La musicalité de l’Arctique est et sera toujours pour moi, dans le regard de l’Inuit qui, tel un miroir, nous en renvoie les harmonies. Elle est dans sa démarche calme et franche en toute circonstance, dans son sourire , dans son rire dont les éclats font vibrer l’air figé dans la froideur ! Depuis plus de mille ans, l’Inuit apprivoise l’Arctique. Il a conquis ce royaume pas à pas comme dans un film au ralenti, avec prudence et respect. Il sait qu’on ne lutte pas contre les éléments alors il compose avec eux ! L’enseignement inuit a été des plus précieux à l’ère des grandes explorations. Il est malheureux que nous l’ayons compris si tardivement. Je pense aux navigateurs, explorateurs, prospecteurs des siècles et décennies passées, à leur méfiance face aux peuples autochtones. Qu’auraient-ils rapporté de leurs expéditions polaires sans l’Inuit ?
Jack guide Inuit : démarche calme et franche en toute circonstance !
Dans la trace du monarque de la banquise !
Un sentiment de culpabilité m’envahit alors que résonnent en moi les paroles d’Akinisi de Richard Desjardins : « … Je suis une légende et toi t’es une affaire ! Je te donne l’éternité et tu me donnes une bière… Dans la toundra, y’a des bons gars ! ».
Tant et aussi longtemps qu’il y aura des Inuits, qu’il y aura un Jack dans l’Arctique qui initie son neveu, nous pourrons continuer d’espérer pour l’avenir boréal qui semble précipité vers un incontournable abîme.

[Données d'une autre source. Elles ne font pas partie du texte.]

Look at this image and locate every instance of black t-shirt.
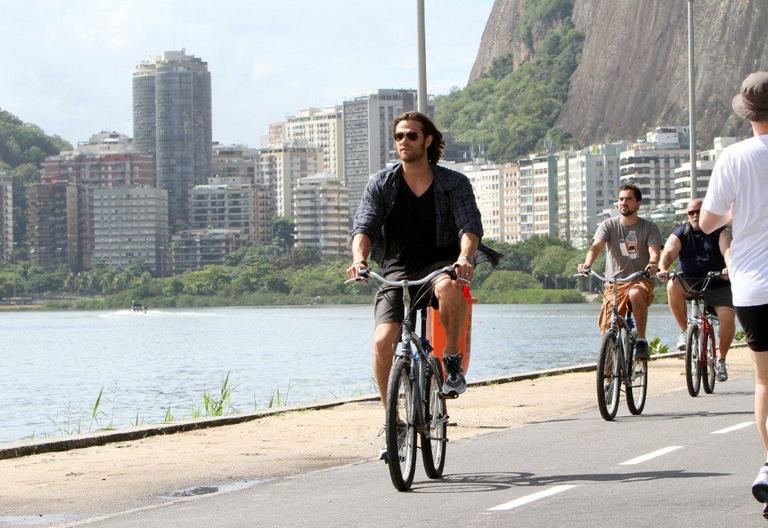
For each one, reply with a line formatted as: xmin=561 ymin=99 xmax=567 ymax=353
xmin=381 ymin=174 xmax=459 ymax=276
xmin=673 ymin=223 xmax=726 ymax=277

Quelques oies blanches passent au-dessus du cap Graham et nous rappellent que l’été approche. Tout va se diluer dans ce mois de juin estival et l’océan envahira de nouveau pour quelques mois le détroit d’Éclipse forçant l’ours à regagner la terre ferme, le phoque la mer et les rochers. Les eiders et marmettes iront alors nicher dans les falaises de l’île Bylot. Ainsi, le cycle de la vie se perpétue au fil des saisons.
Dans le souffle tiède de ce printemps septentrional, je surprends un murmure inuktitut venu de loin, venu de la nuit des temps ! Inuit et Arctique échangent leurs secrets. Ils parlent de silence, d’immensité, d’authenticité, d’humanité.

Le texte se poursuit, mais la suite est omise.